Refuerzo mi convicción de que los viajes, más allá del hecho de desplazarte, es un estado mental. Para mi siempre positivo. No me gusta crearme altas expectativas sobre los mismos ( no pienso voy a ver “un mágico atardecer en las Montañas Doradas, porque es posible que la meteorología u otros imprevistos te abran una inesperada y emocionalmente abrumadora nueva perspectiva).
Así me ocurrió en Altai, viví las ventiscas – temporales de nieve y viento- más fuertes que he visto, a cientos de kilómetros del lugar poblado más cercano, por caminos que temporalmente dejan de existir, sin cobertura telefónica, sin baños, duchas… bebiendo te con sal hecho con agua y leche – litros al día -, comiendo pan recién hecho en improvisados hornos y carne seca de vaca, yak o cabra mezclada con las escasas verduras o patatas que pueden llegar allí… y te saben exquisitas.
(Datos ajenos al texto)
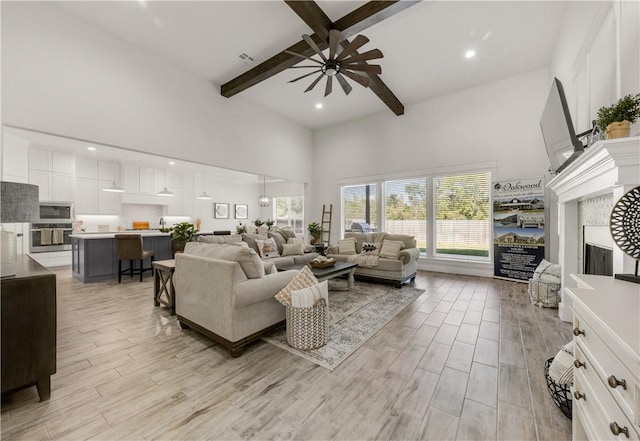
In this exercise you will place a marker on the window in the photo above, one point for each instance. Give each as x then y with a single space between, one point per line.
462 215
288 212
359 205
405 209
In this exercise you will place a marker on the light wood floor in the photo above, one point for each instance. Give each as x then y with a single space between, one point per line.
464 361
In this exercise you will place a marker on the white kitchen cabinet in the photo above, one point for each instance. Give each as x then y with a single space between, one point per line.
39 159
108 171
86 168
61 187
174 203
108 202
131 178
188 202
15 159
147 183
86 196
62 162
43 180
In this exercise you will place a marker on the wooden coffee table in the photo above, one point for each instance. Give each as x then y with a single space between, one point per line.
322 274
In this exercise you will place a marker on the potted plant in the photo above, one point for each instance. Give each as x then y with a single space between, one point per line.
269 223
614 120
181 234
315 230
240 228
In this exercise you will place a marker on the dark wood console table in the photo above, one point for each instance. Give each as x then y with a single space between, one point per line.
28 328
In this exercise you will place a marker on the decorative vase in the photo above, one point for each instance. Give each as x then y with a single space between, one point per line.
618 129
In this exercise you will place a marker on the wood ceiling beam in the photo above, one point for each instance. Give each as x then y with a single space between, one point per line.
352 23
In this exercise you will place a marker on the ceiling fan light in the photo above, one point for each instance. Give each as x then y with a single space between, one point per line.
165 193
113 188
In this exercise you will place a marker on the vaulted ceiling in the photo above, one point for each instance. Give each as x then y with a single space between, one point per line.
424 46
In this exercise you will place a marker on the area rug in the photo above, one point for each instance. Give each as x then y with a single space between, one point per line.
354 317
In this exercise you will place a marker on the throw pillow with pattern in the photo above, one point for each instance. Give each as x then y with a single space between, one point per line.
371 248
304 279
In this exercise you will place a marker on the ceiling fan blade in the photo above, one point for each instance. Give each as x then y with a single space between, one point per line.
369 55
314 46
327 89
370 68
357 78
312 85
303 56
345 85
334 38
352 46
304 76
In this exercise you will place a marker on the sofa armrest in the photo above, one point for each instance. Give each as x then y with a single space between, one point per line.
408 255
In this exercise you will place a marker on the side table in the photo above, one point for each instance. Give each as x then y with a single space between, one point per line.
163 284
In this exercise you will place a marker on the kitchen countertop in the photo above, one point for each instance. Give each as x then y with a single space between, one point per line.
111 235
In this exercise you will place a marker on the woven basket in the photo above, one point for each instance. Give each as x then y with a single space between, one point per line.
544 294
560 393
307 327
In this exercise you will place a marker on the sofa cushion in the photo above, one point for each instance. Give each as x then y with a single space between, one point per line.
391 248
304 279
267 248
292 249
280 240
247 258
347 246
228 239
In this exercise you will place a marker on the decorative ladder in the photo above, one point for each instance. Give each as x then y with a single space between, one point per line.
326 223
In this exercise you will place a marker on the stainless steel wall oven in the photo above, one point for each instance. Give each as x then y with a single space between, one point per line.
51 232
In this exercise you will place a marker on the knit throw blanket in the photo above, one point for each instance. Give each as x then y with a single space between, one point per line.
363 259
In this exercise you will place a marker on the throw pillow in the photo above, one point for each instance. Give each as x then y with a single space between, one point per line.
391 248
371 248
268 248
303 279
310 296
347 246
299 240
292 249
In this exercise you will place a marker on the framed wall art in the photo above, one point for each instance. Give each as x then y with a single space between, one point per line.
242 211
220 211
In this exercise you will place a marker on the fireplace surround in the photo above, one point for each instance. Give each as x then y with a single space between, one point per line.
607 167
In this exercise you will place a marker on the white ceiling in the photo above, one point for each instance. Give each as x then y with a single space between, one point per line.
423 46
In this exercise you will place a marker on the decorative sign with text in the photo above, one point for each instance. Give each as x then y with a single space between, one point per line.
518 228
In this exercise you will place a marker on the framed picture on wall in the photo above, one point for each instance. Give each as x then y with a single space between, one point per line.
220 211
242 211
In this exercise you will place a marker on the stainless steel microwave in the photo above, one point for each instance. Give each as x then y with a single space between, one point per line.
56 211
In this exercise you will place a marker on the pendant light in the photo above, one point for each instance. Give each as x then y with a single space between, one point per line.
204 195
264 200
113 188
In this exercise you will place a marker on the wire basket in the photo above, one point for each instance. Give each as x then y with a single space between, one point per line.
307 327
560 393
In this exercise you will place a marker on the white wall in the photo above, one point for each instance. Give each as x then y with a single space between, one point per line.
494 122
62 76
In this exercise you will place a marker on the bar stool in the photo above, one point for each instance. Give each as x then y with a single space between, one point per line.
130 248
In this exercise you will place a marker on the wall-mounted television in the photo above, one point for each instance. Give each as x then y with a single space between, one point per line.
563 146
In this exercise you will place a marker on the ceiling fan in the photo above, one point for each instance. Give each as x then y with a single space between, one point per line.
341 64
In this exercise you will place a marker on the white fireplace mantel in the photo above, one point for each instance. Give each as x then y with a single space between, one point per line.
611 166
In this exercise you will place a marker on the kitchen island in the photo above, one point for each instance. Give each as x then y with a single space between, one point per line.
94 256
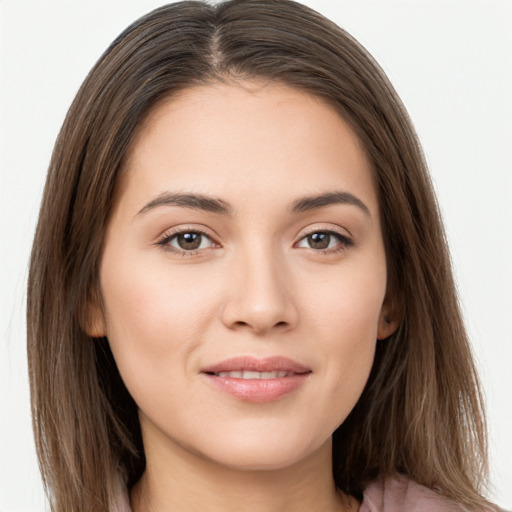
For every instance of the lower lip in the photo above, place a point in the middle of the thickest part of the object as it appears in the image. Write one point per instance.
(258, 390)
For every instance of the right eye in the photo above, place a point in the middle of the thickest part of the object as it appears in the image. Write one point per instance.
(187, 242)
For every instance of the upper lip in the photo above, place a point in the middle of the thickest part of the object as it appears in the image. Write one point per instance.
(249, 363)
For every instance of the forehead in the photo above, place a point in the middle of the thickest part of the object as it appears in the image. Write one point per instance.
(225, 139)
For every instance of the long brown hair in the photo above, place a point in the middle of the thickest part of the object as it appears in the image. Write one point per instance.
(421, 411)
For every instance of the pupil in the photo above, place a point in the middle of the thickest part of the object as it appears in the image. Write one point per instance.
(189, 241)
(319, 240)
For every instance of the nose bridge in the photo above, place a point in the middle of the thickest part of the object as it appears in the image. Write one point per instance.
(260, 297)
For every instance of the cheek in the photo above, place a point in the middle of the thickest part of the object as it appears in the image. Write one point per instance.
(154, 317)
(346, 319)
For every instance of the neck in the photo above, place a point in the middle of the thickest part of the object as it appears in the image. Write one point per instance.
(177, 480)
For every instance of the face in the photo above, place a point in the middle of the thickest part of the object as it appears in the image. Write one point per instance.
(243, 275)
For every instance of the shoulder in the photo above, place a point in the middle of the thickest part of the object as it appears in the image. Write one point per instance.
(400, 494)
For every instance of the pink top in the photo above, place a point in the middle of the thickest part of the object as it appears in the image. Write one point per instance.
(397, 494)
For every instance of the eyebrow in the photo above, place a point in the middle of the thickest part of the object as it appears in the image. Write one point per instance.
(216, 205)
(194, 201)
(320, 201)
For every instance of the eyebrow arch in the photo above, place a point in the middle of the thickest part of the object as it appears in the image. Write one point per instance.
(194, 201)
(319, 201)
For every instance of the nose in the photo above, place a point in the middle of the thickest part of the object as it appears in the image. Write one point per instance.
(260, 295)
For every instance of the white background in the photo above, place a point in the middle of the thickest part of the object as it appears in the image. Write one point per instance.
(451, 62)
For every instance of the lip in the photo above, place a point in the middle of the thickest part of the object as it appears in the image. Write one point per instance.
(257, 390)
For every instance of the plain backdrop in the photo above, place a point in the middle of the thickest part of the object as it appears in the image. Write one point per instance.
(450, 61)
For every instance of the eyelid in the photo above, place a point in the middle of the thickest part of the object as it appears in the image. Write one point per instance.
(163, 239)
(345, 240)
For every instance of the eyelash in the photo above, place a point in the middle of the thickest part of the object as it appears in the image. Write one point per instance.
(164, 242)
(344, 242)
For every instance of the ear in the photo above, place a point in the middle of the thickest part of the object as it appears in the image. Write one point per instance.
(389, 317)
(92, 318)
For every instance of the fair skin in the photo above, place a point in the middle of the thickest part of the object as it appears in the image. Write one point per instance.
(256, 273)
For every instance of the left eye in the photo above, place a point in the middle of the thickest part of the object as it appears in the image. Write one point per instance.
(322, 240)
(188, 241)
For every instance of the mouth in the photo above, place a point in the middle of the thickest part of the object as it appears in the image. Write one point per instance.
(257, 380)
Sales del ger con el vaso de te hirviendo entre las manos y te sientas sobre la nieve a mirar lo que la naturaleza te ofrece. No tengo que pedir más. Las familias te preguntan ( del kazajo al inglés del conductor) qué te lleva allí, por qué ese lugar…. Les señalo mi vaso de té, mientras me sirven otro, señalo el fuego, los niños que no dejan de observarte, el «ladrido» de las marmotas o el aullido lejano de los lobos en la montaña…. Todo eso con lo que no contaba me ha llevado allí. El tiempo transcurre en otra dimensión, los ciclos vitales se vuelven más básicos y tantas “necesidades” como tenemos habitualmente, se esfuman. ¿ Y los miedos ? ¿ y si me pasa algo, y si enfermo, y más y todos sus «y si» posibles… ? Pues sin problema, porque no aparecen. El destino, mi destino, mi yo me ha llevado allí. Con todas las consecuencias. No me preocupa qué pueda pasar. Ni me lo planteé nunca.
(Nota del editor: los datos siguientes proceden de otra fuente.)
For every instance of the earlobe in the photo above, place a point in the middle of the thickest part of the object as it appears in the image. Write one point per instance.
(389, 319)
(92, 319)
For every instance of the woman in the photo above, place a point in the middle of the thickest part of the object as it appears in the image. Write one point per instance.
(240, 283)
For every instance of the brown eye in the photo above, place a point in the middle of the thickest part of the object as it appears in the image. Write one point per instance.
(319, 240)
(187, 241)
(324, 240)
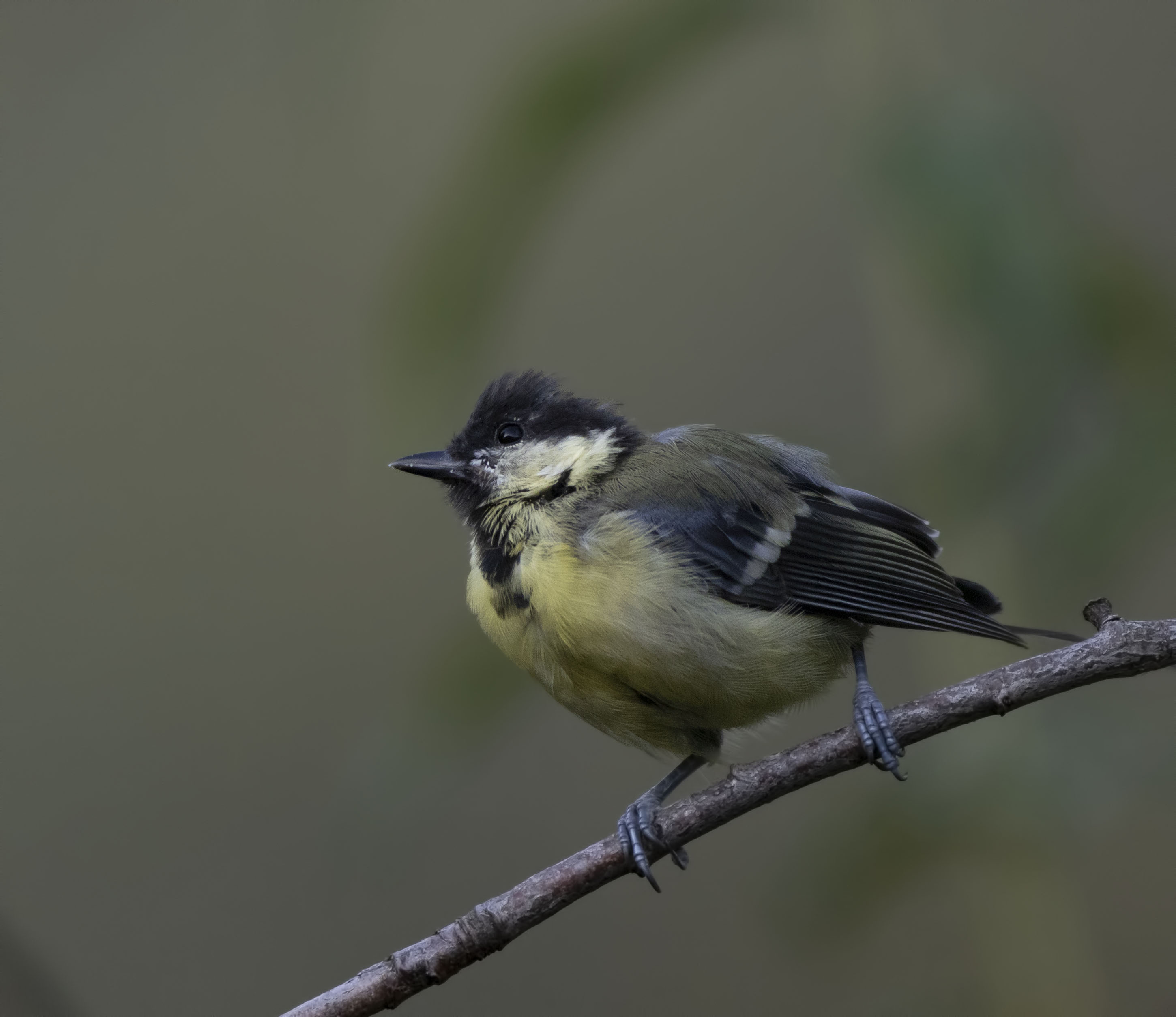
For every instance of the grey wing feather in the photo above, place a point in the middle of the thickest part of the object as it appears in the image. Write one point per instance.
(848, 554)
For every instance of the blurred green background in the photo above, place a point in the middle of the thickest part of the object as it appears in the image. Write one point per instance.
(250, 739)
Me apasionan muchos temas, la geografía, la historia, geología, fauna, meteorología, el cielo nocturno, conocer otra gente, comprobar que hay muchísimas formas formas de ver y entender la vida… Y todo eso se cumplió en esos días compartidos los kazajos de el extremo oeste de Mongolia, ya no tan remoto, no tan perdido, para nada inhóspito aunque la nieve te llegue más arriba de las rodillas y tengas que lavarte la cara en un riachuelo de orillas congeladas. La Vía Láctea en la inmensidad de la estepa o asomando por los picos de Altai, las bandadas de cisnes y grullas damisela que empezaban su camino al subcontinente indio para pasar el invierno tras al estiaje en Siberia, los escasos bosques de media montaña teñidos de rojo y amarillo por el otoño que allí llega mucho antes que aquí.
Y al final, cuando te vas ( porque todo llega ), te despiden esparciendo con un cazo leche de yak al aire, en señal de agradecimiento por la visita y también de deseo de buen retorno… ¿ a la vida real ? No, esos días de tu vida son tan reales como el resto. O más, llegan a ser vivencias, experiencias que dejan huella en la personalidad, de esas que te marcan un antes y un después.